В последние годы хрущевского периода (1962 – 1964) произошли более существенные изменения: был поставлен под вопрос приоритет тяжелой промышленности, появлялось автономное по отношению к партии общественное мнение, Либерман опубликовал свои первые статьи о необходимости введения новых критериев управления экономикой. Именно в этот момент консервативные союзники Хрущева пришли к выводу, что рубикон, за которым начинается кризис власти, уже перейден.
Аналогичные «волюнтаристские» позиции прослеживаются и в хрущевской внешней политике. Советское руководство, демонстрируя добрую волю, стремилось расширить антиимпериалистическую борьбу. Открытие дверей в отношении Тито и Мао, носившая порой авантюристический характер поддержка Фиделя Кастро и Насера – вот наиболее значительные шаги в этой попытке «возврата к Ленину», которая предусматривала очевидный пересмотр концепции интернационализма.
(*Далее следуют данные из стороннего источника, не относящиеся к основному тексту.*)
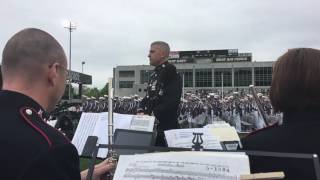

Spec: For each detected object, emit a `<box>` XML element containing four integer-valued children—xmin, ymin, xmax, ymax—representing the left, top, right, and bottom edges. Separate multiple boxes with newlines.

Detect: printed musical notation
<box><xmin>114</xmin><ymin>152</ymin><xmax>250</xmax><ymax>180</ymax></box>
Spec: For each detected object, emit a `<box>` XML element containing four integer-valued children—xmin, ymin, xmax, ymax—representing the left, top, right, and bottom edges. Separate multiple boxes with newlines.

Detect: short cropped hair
<box><xmin>270</xmin><ymin>48</ymin><xmax>320</xmax><ymax>112</ymax></box>
<box><xmin>151</xmin><ymin>41</ymin><xmax>170</xmax><ymax>57</ymax></box>
<box><xmin>1</xmin><ymin>28</ymin><xmax>66</xmax><ymax>79</ymax></box>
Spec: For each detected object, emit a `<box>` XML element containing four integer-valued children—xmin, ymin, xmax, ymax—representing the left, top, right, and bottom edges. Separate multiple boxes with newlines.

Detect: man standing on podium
<box><xmin>138</xmin><ymin>41</ymin><xmax>182</xmax><ymax>146</ymax></box>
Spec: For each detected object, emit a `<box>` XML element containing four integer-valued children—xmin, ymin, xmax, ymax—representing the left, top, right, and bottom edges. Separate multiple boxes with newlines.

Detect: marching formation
<box><xmin>82</xmin><ymin>92</ymin><xmax>282</xmax><ymax>132</ymax></box>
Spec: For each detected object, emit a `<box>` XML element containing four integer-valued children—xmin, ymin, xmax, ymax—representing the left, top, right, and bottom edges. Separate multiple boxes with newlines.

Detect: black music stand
<box><xmin>80</xmin><ymin>137</ymin><xmax>320</xmax><ymax>180</ymax></box>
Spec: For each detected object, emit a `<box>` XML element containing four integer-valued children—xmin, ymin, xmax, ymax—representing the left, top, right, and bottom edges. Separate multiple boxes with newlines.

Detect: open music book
<box><xmin>113</xmin><ymin>151</ymin><xmax>250</xmax><ymax>180</ymax></box>
<box><xmin>72</xmin><ymin>112</ymin><xmax>154</xmax><ymax>158</ymax></box>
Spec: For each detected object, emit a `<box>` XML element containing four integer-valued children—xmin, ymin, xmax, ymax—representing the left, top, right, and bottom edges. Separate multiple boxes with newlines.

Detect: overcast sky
<box><xmin>0</xmin><ymin>0</ymin><xmax>320</xmax><ymax>88</ymax></box>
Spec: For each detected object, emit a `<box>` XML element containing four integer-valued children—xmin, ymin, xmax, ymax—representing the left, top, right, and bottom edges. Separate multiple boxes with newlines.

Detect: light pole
<box><xmin>64</xmin><ymin>21</ymin><xmax>77</xmax><ymax>100</ymax></box>
<box><xmin>221</xmin><ymin>73</ymin><xmax>223</xmax><ymax>99</ymax></box>
<box><xmin>81</xmin><ymin>61</ymin><xmax>86</xmax><ymax>73</ymax></box>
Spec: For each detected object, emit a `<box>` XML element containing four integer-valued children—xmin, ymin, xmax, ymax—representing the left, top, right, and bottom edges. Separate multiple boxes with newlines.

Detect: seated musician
<box><xmin>242</xmin><ymin>48</ymin><xmax>320</xmax><ymax>180</ymax></box>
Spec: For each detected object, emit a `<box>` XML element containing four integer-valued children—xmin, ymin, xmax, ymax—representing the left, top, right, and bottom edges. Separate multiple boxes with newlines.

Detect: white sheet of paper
<box><xmin>72</xmin><ymin>112</ymin><xmax>133</xmax><ymax>158</ymax></box>
<box><xmin>71</xmin><ymin>113</ymin><xmax>99</xmax><ymax>155</ymax></box>
<box><xmin>164</xmin><ymin>128</ymin><xmax>222</xmax><ymax>150</ymax></box>
<box><xmin>129</xmin><ymin>115</ymin><xmax>155</xmax><ymax>132</ymax></box>
<box><xmin>113</xmin><ymin>152</ymin><xmax>250</xmax><ymax>180</ymax></box>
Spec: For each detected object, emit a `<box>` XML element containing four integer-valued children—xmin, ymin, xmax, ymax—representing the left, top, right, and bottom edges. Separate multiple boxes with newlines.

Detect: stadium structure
<box><xmin>113</xmin><ymin>49</ymin><xmax>274</xmax><ymax>96</ymax></box>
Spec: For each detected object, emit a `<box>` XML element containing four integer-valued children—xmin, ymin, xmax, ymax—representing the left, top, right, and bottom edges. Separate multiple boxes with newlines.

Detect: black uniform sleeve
<box><xmin>154</xmin><ymin>69</ymin><xmax>182</xmax><ymax>115</ymax></box>
<box><xmin>20</xmin><ymin>144</ymin><xmax>81</xmax><ymax>180</ymax></box>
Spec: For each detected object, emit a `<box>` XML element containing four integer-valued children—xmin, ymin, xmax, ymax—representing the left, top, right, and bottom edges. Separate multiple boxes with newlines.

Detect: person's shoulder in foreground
<box><xmin>0</xmin><ymin>28</ymin><xmax>114</xmax><ymax>179</ymax></box>
<box><xmin>242</xmin><ymin>48</ymin><xmax>320</xmax><ymax>179</ymax></box>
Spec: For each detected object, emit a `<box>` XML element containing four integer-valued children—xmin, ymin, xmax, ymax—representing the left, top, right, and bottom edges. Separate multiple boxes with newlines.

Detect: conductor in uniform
<box><xmin>138</xmin><ymin>41</ymin><xmax>182</xmax><ymax>146</ymax></box>
<box><xmin>0</xmin><ymin>28</ymin><xmax>113</xmax><ymax>180</ymax></box>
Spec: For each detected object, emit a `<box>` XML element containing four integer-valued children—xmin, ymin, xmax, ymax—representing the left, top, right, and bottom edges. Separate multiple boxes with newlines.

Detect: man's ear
<box><xmin>48</xmin><ymin>63</ymin><xmax>59</xmax><ymax>86</ymax></box>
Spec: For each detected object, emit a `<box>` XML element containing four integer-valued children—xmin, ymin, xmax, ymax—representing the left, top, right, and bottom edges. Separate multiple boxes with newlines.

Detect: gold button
<box><xmin>26</xmin><ymin>109</ymin><xmax>32</xmax><ymax>116</ymax></box>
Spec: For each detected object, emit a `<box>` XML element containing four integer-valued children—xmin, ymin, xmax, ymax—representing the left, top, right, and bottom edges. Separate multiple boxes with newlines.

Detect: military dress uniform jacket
<box><xmin>141</xmin><ymin>62</ymin><xmax>182</xmax><ymax>132</ymax></box>
<box><xmin>0</xmin><ymin>91</ymin><xmax>80</xmax><ymax>180</ymax></box>
<box><xmin>242</xmin><ymin>111</ymin><xmax>320</xmax><ymax>180</ymax></box>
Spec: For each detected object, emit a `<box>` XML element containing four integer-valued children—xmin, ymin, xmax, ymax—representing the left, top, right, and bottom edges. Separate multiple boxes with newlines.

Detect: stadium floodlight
<box><xmin>81</xmin><ymin>61</ymin><xmax>86</xmax><ymax>73</ymax></box>
<box><xmin>62</xmin><ymin>21</ymin><xmax>77</xmax><ymax>100</ymax></box>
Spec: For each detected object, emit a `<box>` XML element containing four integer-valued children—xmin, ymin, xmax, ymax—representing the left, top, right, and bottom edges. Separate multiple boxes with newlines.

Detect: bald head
<box><xmin>151</xmin><ymin>41</ymin><xmax>170</xmax><ymax>58</ymax></box>
<box><xmin>1</xmin><ymin>28</ymin><xmax>66</xmax><ymax>81</ymax></box>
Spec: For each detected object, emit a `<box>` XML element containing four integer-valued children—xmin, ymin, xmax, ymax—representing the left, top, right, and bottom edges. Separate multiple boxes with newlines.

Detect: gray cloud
<box><xmin>0</xmin><ymin>0</ymin><xmax>320</xmax><ymax>88</ymax></box>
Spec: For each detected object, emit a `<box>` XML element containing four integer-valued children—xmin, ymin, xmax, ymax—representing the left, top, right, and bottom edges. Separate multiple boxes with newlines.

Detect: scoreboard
<box><xmin>168</xmin><ymin>49</ymin><xmax>252</xmax><ymax>63</ymax></box>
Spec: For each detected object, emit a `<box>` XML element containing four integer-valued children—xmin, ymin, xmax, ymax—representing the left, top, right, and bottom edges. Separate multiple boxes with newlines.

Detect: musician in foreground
<box><xmin>0</xmin><ymin>28</ymin><xmax>115</xmax><ymax>180</ymax></box>
<box><xmin>242</xmin><ymin>48</ymin><xmax>320</xmax><ymax>180</ymax></box>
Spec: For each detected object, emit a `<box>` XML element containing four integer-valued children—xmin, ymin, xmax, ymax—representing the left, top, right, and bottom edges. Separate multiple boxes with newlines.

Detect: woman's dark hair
<box><xmin>270</xmin><ymin>48</ymin><xmax>320</xmax><ymax>112</ymax></box>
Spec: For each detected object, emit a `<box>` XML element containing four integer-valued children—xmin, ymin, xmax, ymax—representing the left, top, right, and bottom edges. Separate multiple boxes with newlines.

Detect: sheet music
<box><xmin>114</xmin><ymin>152</ymin><xmax>250</xmax><ymax>180</ymax></box>
<box><xmin>72</xmin><ymin>112</ymin><xmax>133</xmax><ymax>158</ymax></box>
<box><xmin>71</xmin><ymin>113</ymin><xmax>99</xmax><ymax>155</ymax></box>
<box><xmin>164</xmin><ymin>128</ymin><xmax>222</xmax><ymax>150</ymax></box>
<box><xmin>129</xmin><ymin>115</ymin><xmax>155</xmax><ymax>132</ymax></box>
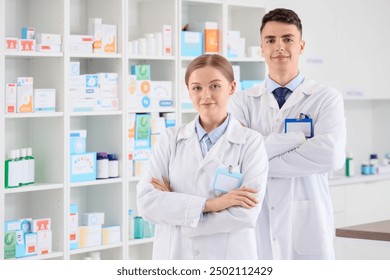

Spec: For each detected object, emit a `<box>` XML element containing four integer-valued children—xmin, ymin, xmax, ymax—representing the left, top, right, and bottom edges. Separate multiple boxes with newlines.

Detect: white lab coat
<box><xmin>229</xmin><ymin>79</ymin><xmax>346</xmax><ymax>259</ymax></box>
<box><xmin>137</xmin><ymin>117</ymin><xmax>268</xmax><ymax>259</ymax></box>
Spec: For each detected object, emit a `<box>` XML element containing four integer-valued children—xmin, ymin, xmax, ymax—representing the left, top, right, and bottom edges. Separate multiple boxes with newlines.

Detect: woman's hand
<box><xmin>150</xmin><ymin>176</ymin><xmax>172</xmax><ymax>192</ymax></box>
<box><xmin>203</xmin><ymin>186</ymin><xmax>259</xmax><ymax>213</ymax></box>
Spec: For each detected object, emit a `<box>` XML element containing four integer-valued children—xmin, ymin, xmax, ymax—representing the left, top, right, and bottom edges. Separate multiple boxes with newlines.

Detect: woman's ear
<box><xmin>229</xmin><ymin>81</ymin><xmax>237</xmax><ymax>95</ymax></box>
Но и здесь недостаточное понимание отношений между СССР и мировым революционным движением вызвало почти повсюду внезапное похмелье: убийство Имре Надя через три года после восстания в Будапеште (несмотря на обязательства, взятые на себя Андроповым), новая напряженность в отношениях с Югославией, отзыв советских специалистов из КНР, положивший начало непреодолимому разрыву отношений после краткого «медового месяца» в 1955 – 1957 годах, все более острые разногласия с кубинцами и быстрое сокращение сферы свобод, завоеванных благодаря реформам в Польше, – все это тяжелым бременем легло на внешнюю политику Хрущева. Возведение Берлинской стены, которую Ульбрихт потребовал в обмен на свое присоединение к борьбе с маоизмом, создало в Германии невыносимое положение. Хрущев попытался покончить с ним в 1964 году, выступив с сенсационной инициативой в отношении ФРГ, по существу позаимствовав проект, выдвигавшийся Берией и Маленковым в 1953 году. Это прозвучало сигналом тревоги в кабинетах консервативного аппарата. Эта последняя попытка Хрущева также вошла в объемистый обвинительный акт, предъявленный ему Сусловым на октябрьском Пленуме 1964 года, который положил конец политической карьере Хрущева.
Хрущевизм предстает перед нами как политика, по сути дела не лишенная определенной последовательности, а именно как массовая неонародническая политическая линия, рассчитанная на то, чтобы преодолеть сталинское наследие путем подключения к политической жизни новых социальных элементов, которые до этого были исключены из сферы власти, то есть крестьянства, национальных меньшинств, братских социалистических стран. Однако отказ пойти на реальное соглашение с авторитетными представителями этих элементов весьма скоро полностью остановил реформаторское движение. Тем не менее критика, пусть даже только словесная, сталинского догматизма все сильнее объединяла тоскующих по прошлым временам, так что правые и крайне правые (в том смысле, в каком эти понятия могут иметь соответствие в советской действительности, то есть сталинисты), сумели развернуть свое контрнаступление, тогда как заинтересованные в реформах социальные слои не успели мобилизоваться в поддержку народничества, которое в данном случае обнаружило не только свою неуверенность, но даже и неспособность защищаться.